Unfortunately, House Bill 931 sponsored by Rep. Karla Drenner failed to receive a vote by the Georgia State Legislature this session (as did her resolution to study the issue, a very modest request given the billions of dollars at stake). If passed, her bill would not have allowed Georgia Power to collect the financing cost surcharge after it should have ended in March 2017. An estimated $2.4 billion in financing costs is associated with the current 39-month delay. During the 13th Vogtle Construction Monitoring (VCM) hearing in December, SACE was able to confirm that the approximately 46 percent tax gross up rate should be included, which amounts to an additional $1.264 billion in financing costs. Hopefully in next year’s session the Legislature can wake up and stop being duped by the big power companies.
Joke #3: Several years and billions of dollars later, the reactors are still not done! Meanwhile Georgia Power considers building even more nukes!
And if the current construction problems involving Plant Vogtle aren’t enough, Georgia Power is actually considering building even more water-intensive reactors, potentially in Stewart County along the Chattahoochee River. (Additional reactors at Vogtle might be the more likely location.)

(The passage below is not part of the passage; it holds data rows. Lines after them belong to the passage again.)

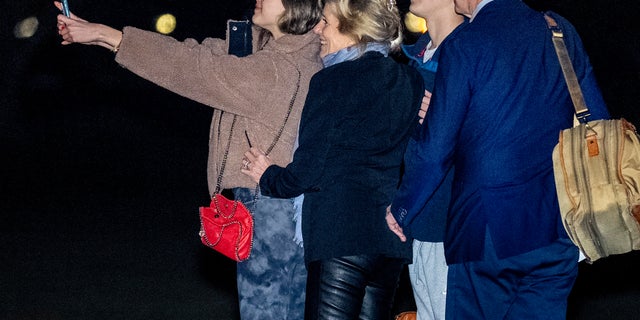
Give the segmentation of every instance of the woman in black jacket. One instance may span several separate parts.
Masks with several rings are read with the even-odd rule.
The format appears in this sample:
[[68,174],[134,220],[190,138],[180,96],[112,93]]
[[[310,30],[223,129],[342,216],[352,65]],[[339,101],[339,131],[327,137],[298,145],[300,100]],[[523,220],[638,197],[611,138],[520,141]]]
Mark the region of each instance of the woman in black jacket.
[[417,71],[388,57],[401,34],[387,1],[326,1],[314,29],[325,68],[311,79],[293,162],[245,153],[242,172],[263,195],[304,193],[305,319],[389,318],[411,258],[384,217],[424,90]]

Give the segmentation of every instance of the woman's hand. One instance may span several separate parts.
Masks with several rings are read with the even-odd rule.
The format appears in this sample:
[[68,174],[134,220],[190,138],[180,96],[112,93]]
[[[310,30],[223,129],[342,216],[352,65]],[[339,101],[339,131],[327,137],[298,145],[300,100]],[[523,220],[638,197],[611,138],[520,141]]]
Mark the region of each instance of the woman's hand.
[[265,170],[273,163],[264,152],[257,148],[251,148],[244,153],[242,159],[242,173],[248,175],[255,183],[260,183],[260,178]]
[[[53,5],[62,10],[62,3],[54,1]],[[99,45],[115,51],[122,41],[122,32],[103,24],[90,23],[75,14],[67,17],[59,14],[57,17],[58,34],[62,36],[62,44],[82,43]]]

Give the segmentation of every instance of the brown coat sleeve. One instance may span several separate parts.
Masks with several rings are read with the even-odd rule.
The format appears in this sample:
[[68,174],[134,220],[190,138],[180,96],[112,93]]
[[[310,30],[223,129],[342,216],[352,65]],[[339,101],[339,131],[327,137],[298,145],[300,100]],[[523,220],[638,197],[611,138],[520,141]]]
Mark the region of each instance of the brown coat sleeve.
[[[247,118],[259,110],[273,88],[293,87],[293,66],[281,70],[283,55],[261,50],[238,58],[226,53],[226,43],[208,38],[177,41],[151,31],[126,27],[116,61],[135,74],[205,105]],[[287,82],[292,82],[291,84]],[[277,100],[277,98],[276,98]]]

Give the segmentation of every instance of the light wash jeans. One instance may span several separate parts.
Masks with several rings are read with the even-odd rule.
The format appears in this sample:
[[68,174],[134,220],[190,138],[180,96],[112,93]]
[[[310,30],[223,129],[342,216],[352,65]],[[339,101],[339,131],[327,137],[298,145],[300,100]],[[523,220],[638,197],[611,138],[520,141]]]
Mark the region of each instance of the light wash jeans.
[[293,200],[258,195],[254,203],[255,189],[233,193],[254,219],[251,256],[237,268],[240,318],[303,319],[307,270],[303,249],[293,240]]

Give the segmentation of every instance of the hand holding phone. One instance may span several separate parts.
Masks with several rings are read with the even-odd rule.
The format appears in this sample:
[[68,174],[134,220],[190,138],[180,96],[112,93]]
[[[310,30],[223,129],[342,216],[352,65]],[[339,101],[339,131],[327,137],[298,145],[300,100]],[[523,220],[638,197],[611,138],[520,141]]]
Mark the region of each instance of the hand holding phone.
[[69,1],[67,0],[62,0],[62,13],[67,17],[71,17],[71,11],[69,11]]

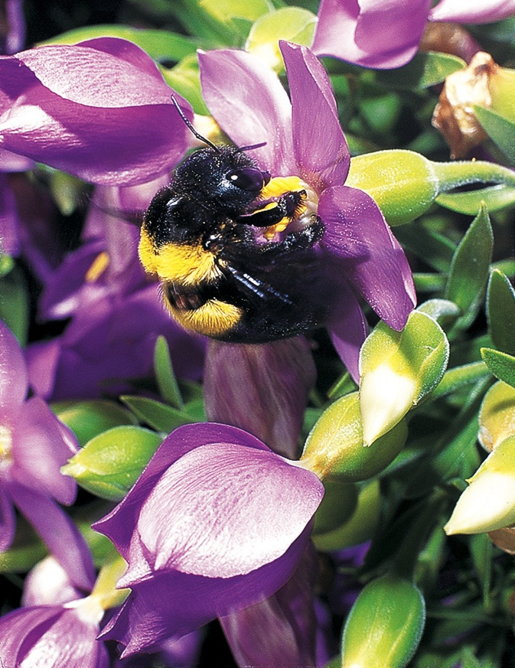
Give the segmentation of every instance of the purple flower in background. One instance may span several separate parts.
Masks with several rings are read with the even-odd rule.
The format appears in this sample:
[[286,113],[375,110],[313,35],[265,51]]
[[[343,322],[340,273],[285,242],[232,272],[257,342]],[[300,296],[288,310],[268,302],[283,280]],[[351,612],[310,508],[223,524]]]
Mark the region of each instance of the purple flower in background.
[[305,47],[282,42],[281,51],[291,102],[271,69],[236,50],[199,54],[202,91],[236,145],[266,142],[252,151],[259,166],[273,177],[300,177],[318,200],[317,213],[325,226],[320,247],[338,282],[328,329],[357,378],[367,330],[354,291],[400,330],[415,303],[413,279],[375,202],[362,190],[344,185],[350,154],[322,65]]
[[159,335],[168,341],[177,375],[200,377],[204,341],[173,322],[158,286],[148,283],[137,256],[136,226],[106,213],[141,210],[160,185],[98,187],[84,244],[48,278],[40,320],[71,322],[59,337],[27,351],[31,385],[46,399],[127,391],[128,380],[151,374]]
[[319,56],[378,69],[401,67],[427,21],[490,23],[515,14],[515,0],[322,0],[313,41]]
[[14,610],[0,619],[2,661],[5,666],[109,668],[107,648],[96,639],[103,616],[93,597]]
[[0,148],[92,183],[150,181],[181,160],[191,137],[171,92],[154,61],[122,39],[3,56]]
[[26,400],[27,368],[21,348],[0,321],[0,551],[16,528],[14,506],[34,526],[72,577],[91,584],[93,565],[84,539],[56,501],[69,505],[75,481],[60,472],[78,445],[39,397]]
[[0,53],[15,53],[25,41],[25,21],[22,0],[1,0]]
[[177,429],[95,525],[128,562],[131,594],[106,627],[148,651],[277,591],[297,567],[323,496],[318,478],[235,427]]

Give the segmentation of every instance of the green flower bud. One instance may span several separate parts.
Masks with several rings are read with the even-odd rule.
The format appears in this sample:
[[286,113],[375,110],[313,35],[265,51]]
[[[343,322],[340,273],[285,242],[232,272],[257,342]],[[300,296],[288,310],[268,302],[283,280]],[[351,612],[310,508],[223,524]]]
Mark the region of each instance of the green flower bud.
[[315,547],[332,552],[364,543],[374,535],[380,516],[381,489],[378,478],[374,478],[360,489],[358,505],[346,522],[327,533],[313,534]]
[[479,442],[491,452],[515,434],[515,388],[499,381],[485,394],[479,411]]
[[468,481],[445,532],[485,533],[515,523],[515,434],[488,455]]
[[402,332],[379,323],[360,354],[365,445],[390,431],[438,385],[448,357],[449,343],[442,328],[425,313],[411,313]]
[[313,533],[326,533],[346,522],[358,505],[358,488],[350,483],[324,482],[325,494],[315,514]]
[[70,427],[81,445],[112,427],[137,424],[134,415],[126,408],[102,399],[63,401],[52,404],[52,410]]
[[433,163],[418,153],[404,150],[378,151],[352,158],[345,183],[367,192],[392,226],[418,218],[440,192]]
[[354,603],[342,640],[342,668],[402,668],[425,623],[419,589],[394,574],[369,582]]
[[[455,207],[454,200],[460,200],[464,193],[448,191],[472,183],[499,184],[497,188],[476,190],[474,203],[479,197],[479,201],[483,199],[490,210],[509,206],[512,199],[504,201],[500,195],[502,192],[507,195],[513,193],[515,174],[501,165],[481,160],[432,162],[413,151],[394,149],[352,158],[345,183],[367,192],[389,225],[394,227],[415,220],[429,209],[437,197],[444,206]],[[476,213],[478,206],[474,206]]]
[[162,441],[142,427],[114,427],[95,436],[61,471],[92,494],[123,499]]
[[398,422],[373,448],[364,447],[359,394],[352,392],[320,416],[306,440],[301,461],[324,482],[366,480],[397,457],[406,437],[405,422]]
[[261,16],[252,26],[245,50],[265,60],[276,72],[284,69],[279,40],[310,46],[317,17],[302,7],[282,7]]

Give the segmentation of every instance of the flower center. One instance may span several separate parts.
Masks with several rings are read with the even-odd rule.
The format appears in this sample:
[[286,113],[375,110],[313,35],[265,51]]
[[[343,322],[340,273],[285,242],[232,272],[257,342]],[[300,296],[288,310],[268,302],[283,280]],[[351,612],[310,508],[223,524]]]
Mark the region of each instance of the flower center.
[[[259,195],[260,200],[269,200],[270,205],[278,202],[285,195],[298,193],[300,201],[292,212],[285,215],[278,223],[266,228],[264,236],[272,239],[277,233],[284,232],[287,227],[298,230],[313,222],[318,211],[318,195],[298,176],[277,176],[267,183]],[[265,207],[266,208],[266,207]]]

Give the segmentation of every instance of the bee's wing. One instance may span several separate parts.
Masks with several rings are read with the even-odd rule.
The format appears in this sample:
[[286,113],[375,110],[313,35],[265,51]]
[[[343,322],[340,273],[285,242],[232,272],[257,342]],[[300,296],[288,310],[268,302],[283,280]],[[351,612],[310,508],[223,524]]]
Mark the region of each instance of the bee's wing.
[[238,290],[250,301],[266,299],[268,302],[282,303],[287,306],[293,304],[292,299],[286,293],[276,290],[266,280],[230,264],[224,269],[232,277]]

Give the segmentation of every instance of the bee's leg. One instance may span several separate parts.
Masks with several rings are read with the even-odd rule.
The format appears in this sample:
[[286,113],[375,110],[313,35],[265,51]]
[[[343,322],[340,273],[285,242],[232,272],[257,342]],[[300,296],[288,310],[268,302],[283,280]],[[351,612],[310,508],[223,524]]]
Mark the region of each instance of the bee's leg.
[[254,227],[273,227],[285,218],[292,220],[305,197],[305,190],[284,193],[278,199],[262,202],[261,208],[239,216],[236,222]]
[[294,251],[309,250],[322,240],[324,232],[324,224],[317,217],[312,223],[304,226],[302,229],[289,232],[282,241],[276,241],[263,246],[260,249],[260,255],[268,260]]

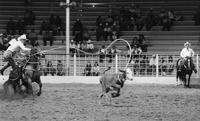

Stay tuned about upcoming proceedings before the PSC for Plant Vogtle that may shed some more light. Georgians can’t afford to have nuclear power’s history repeated for a third time. April Fool’s is only one day a year. But the effects of poor energy planning coupled with anti-consumer state legislation negatively affects generations. The “renaissance” is over. Consumers need to stand up, speak out and stop being fooled before it’s too late — again.